Development of new materials is an important key topic in chemistry and cutting edge research is devoted to discover, improve and apply them in future technologies. Currently special focus is placed on carbon-based materials, with diamond being a highly attractive scaffold. Despite its numerous excellent properties, diamond is still difficult to control in terms of selective functionalization and material uniformity. An alternative to bulk diamond are diamondoids, organic cage compounds that have a diamond-like structure but can be selectively substituted, thereby bridging the gap between flexible organic molecules and bulk diamond.

Chemistry of diamondoids saw a breakthrough in the last two decades but there are still opportunities for further development. Our goal is to prepare and characterize unexplored diamondoid derivatives and apply them in materials design. Target compounds will be diamondoid scaffolds selectively functionalized with heteroatoms bound on the cage itself as well as derivatives with spacers, including ethers, thioethers, amines (secondary and higher), esters, etc. To achieve this, we will go beyond the state-of-the-art and develop new strategies for their selective functionalization and polyfunctionalization, since precise diamondoid substitution enables properties control.
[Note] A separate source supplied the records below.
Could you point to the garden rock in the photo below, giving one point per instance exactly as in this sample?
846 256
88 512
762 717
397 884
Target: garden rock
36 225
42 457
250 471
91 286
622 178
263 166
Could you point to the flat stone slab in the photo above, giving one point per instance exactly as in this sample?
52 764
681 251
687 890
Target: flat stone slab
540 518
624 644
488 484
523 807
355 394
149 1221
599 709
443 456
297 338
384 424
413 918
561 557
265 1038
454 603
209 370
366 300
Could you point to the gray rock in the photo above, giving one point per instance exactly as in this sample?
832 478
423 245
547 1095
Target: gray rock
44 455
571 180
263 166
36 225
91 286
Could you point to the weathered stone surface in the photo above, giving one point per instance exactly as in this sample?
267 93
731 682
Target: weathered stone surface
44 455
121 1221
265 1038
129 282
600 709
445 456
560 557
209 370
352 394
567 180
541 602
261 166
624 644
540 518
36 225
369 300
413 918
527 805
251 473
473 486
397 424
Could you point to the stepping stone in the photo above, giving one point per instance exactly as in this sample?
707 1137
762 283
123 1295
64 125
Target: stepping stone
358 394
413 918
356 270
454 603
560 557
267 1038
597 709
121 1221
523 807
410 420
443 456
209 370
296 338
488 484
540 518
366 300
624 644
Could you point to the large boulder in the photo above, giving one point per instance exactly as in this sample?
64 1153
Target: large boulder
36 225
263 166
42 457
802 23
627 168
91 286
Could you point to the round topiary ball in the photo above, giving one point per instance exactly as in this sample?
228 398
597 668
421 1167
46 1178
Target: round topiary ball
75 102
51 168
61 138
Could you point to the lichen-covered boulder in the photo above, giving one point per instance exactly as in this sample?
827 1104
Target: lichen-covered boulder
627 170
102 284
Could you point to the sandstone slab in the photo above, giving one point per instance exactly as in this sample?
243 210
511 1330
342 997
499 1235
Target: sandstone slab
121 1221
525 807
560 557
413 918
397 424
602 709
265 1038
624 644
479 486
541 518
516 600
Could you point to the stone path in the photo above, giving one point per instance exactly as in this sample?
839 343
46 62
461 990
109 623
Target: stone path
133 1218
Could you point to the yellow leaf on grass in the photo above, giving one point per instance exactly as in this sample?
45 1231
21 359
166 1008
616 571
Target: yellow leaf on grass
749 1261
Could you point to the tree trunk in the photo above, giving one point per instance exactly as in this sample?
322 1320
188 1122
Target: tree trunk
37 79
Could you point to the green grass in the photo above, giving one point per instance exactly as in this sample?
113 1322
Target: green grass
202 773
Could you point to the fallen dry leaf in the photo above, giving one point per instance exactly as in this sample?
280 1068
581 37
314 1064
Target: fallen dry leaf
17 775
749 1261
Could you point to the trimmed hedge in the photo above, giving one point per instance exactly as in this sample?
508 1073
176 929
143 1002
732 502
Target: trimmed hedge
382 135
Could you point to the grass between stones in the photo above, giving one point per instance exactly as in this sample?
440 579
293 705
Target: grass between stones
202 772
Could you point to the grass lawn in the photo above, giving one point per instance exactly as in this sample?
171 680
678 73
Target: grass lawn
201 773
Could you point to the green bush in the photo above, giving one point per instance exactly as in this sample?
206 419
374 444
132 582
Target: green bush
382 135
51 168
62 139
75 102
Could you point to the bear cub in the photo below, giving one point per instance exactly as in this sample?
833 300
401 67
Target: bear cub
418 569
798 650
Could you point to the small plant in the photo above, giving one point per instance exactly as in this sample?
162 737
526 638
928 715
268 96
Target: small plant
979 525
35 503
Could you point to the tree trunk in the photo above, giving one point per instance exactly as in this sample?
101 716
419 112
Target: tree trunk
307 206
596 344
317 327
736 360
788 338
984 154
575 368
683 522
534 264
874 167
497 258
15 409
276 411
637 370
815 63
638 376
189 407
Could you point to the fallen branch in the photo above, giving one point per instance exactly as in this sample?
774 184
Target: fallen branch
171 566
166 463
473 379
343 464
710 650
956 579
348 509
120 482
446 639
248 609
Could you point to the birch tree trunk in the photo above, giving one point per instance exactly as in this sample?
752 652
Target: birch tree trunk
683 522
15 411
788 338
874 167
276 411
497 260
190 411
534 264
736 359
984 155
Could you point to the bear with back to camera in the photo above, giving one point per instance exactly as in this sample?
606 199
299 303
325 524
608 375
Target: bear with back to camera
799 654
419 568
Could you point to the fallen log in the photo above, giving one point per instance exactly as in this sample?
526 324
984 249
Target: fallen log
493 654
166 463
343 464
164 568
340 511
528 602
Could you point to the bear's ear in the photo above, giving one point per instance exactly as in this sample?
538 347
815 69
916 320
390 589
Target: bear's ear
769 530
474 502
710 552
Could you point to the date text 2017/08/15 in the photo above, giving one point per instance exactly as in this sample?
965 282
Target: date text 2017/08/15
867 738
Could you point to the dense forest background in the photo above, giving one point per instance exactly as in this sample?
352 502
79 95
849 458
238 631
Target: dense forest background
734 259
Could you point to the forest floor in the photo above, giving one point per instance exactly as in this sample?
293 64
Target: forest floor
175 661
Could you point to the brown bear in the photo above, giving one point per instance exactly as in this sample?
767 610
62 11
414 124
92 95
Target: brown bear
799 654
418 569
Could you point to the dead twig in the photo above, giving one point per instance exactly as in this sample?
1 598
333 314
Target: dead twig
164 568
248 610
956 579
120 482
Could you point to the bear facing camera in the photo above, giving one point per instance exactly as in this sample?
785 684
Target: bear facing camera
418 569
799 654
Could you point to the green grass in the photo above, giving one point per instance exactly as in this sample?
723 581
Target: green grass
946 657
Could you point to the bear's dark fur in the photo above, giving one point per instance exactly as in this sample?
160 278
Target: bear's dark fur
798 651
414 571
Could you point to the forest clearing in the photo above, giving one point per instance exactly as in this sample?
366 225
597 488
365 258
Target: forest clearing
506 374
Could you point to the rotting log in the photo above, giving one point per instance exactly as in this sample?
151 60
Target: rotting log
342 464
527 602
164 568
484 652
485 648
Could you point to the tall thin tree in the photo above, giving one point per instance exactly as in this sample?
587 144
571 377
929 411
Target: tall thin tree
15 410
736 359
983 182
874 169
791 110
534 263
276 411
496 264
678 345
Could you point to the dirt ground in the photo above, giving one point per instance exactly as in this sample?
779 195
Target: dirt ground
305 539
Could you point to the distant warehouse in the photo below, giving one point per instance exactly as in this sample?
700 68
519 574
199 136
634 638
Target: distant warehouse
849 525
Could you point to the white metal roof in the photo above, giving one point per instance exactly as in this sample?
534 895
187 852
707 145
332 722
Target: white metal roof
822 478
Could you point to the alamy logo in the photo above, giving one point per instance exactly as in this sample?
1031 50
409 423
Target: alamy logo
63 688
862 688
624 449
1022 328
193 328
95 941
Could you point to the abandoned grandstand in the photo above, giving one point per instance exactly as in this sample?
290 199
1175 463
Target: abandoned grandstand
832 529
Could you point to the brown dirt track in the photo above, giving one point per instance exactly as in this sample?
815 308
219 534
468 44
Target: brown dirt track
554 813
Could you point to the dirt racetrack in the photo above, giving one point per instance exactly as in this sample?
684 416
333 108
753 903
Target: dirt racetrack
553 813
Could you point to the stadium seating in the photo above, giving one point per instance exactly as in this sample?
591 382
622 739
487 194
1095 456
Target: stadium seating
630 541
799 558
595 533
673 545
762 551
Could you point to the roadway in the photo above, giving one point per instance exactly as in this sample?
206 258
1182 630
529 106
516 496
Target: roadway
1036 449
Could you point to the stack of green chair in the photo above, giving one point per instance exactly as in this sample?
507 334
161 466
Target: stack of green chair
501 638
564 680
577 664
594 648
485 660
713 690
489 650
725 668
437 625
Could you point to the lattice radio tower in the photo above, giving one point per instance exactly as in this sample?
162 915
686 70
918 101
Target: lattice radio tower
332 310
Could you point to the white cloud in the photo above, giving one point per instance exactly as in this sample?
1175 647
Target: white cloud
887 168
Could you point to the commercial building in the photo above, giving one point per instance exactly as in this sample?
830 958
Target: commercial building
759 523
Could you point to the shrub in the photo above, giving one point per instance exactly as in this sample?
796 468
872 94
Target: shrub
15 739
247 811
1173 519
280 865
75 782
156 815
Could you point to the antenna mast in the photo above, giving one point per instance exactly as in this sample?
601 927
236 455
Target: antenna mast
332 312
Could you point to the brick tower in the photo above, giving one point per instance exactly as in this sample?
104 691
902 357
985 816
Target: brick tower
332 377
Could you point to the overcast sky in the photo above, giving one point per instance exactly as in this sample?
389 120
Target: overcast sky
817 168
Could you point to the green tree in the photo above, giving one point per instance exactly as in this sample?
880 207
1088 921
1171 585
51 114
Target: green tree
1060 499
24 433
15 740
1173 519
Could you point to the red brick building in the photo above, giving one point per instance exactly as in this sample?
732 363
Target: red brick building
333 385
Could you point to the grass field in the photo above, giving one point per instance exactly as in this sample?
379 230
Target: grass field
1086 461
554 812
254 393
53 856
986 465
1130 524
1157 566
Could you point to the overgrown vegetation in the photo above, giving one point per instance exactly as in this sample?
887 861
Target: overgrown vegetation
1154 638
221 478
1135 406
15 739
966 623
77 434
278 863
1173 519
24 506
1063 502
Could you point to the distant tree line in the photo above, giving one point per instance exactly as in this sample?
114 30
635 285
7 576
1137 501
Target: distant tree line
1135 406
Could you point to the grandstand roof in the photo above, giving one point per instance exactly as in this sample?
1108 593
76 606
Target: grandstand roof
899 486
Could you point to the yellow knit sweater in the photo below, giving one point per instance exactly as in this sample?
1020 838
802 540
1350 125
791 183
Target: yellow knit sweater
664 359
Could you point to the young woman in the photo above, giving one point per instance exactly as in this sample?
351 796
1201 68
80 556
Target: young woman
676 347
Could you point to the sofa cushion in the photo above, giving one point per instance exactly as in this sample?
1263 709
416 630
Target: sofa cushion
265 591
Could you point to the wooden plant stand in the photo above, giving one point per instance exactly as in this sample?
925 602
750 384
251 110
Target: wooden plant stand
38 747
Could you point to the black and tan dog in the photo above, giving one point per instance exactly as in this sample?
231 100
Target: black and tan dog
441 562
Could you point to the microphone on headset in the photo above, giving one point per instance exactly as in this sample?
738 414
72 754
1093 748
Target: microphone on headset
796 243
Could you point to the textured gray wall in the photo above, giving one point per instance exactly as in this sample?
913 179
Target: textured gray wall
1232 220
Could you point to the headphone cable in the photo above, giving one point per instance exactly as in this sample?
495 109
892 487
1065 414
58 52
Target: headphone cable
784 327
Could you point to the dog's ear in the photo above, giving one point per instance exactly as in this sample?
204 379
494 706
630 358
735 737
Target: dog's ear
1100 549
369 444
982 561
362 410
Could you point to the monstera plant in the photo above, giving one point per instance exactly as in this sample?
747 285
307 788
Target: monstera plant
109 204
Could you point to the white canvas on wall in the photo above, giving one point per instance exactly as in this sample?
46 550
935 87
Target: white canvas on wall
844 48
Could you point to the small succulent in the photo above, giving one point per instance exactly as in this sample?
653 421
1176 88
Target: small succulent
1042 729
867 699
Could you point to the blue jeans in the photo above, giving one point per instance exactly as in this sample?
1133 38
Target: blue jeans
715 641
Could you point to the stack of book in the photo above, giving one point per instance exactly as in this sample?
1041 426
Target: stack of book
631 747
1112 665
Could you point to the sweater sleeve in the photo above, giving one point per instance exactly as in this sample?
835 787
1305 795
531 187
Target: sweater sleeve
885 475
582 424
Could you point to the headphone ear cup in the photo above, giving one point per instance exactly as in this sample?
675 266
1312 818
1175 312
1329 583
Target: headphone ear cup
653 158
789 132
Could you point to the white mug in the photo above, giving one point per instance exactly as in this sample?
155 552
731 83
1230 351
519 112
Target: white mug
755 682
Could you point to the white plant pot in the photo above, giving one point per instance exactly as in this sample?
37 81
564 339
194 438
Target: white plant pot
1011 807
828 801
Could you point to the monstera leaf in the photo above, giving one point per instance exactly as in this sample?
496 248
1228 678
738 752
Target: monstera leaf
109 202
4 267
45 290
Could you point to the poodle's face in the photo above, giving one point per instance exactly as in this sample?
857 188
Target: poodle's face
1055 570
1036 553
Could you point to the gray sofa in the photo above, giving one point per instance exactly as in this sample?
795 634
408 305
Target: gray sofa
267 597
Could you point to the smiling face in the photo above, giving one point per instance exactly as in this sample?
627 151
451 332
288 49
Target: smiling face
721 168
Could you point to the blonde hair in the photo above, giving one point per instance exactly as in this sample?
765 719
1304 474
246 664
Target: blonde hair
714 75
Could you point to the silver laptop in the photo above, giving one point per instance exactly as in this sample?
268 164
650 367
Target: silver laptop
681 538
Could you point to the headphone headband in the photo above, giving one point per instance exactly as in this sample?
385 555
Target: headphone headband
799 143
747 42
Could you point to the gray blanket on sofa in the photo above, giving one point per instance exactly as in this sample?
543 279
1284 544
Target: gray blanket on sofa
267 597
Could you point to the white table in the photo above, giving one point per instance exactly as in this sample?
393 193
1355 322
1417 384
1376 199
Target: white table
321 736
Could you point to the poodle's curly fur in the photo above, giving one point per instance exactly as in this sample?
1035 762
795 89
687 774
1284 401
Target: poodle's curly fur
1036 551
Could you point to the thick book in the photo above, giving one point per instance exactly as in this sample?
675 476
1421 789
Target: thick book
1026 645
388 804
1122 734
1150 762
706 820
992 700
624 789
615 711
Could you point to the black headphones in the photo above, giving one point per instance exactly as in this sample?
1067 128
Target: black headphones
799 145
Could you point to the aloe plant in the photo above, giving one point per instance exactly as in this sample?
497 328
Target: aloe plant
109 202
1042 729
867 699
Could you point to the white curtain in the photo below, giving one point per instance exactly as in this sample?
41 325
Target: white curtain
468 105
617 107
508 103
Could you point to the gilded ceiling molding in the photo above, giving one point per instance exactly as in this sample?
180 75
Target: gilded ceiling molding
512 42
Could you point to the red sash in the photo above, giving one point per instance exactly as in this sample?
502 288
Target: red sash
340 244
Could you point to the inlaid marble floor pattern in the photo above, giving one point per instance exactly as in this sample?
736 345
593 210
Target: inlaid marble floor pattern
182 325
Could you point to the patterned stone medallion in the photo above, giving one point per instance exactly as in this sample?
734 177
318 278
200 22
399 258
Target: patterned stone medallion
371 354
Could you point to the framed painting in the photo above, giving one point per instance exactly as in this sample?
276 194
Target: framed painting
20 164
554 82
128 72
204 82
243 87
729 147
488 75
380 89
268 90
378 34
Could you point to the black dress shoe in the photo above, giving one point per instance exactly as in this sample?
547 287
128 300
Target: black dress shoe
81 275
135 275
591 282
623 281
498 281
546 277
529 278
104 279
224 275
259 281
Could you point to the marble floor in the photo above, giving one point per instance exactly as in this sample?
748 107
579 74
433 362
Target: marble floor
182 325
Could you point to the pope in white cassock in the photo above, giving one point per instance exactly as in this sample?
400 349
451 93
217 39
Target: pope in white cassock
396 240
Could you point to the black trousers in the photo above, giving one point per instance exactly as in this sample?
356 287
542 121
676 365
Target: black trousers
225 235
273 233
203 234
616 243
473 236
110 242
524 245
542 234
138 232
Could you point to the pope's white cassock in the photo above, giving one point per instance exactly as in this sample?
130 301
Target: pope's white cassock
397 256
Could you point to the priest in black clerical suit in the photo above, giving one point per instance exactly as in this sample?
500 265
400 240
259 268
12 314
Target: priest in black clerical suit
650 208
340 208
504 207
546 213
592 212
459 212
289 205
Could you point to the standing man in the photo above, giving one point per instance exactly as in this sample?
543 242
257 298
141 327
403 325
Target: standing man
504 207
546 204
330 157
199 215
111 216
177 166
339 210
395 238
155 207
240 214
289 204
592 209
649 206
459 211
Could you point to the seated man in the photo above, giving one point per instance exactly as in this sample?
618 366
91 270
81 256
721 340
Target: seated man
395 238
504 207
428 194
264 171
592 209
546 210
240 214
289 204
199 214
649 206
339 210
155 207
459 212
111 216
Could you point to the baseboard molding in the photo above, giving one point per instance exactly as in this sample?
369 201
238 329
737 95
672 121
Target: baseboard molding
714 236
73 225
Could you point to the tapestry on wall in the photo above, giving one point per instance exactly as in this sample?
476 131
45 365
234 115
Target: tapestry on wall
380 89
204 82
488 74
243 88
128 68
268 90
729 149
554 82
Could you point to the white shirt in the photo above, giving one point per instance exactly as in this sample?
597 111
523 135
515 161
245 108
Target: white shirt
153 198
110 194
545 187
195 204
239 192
The next step will be tailoring of properties by introduction of secondary motifs/functionalities on the prepared diamondoid scaffolds, with a goal to pave the way for future application in coatings and advanced surfaces. Experimental studies will be complemented by computational methods to gain more insight into the physico-chemical nature of both the molecules and the materials they will form. The proposed research will therefore deepen the fundamental knowledge of structure-properties relationship in the design of new candidates for advanced materials, with a focus on highly promising carbon-based organic scaffolds.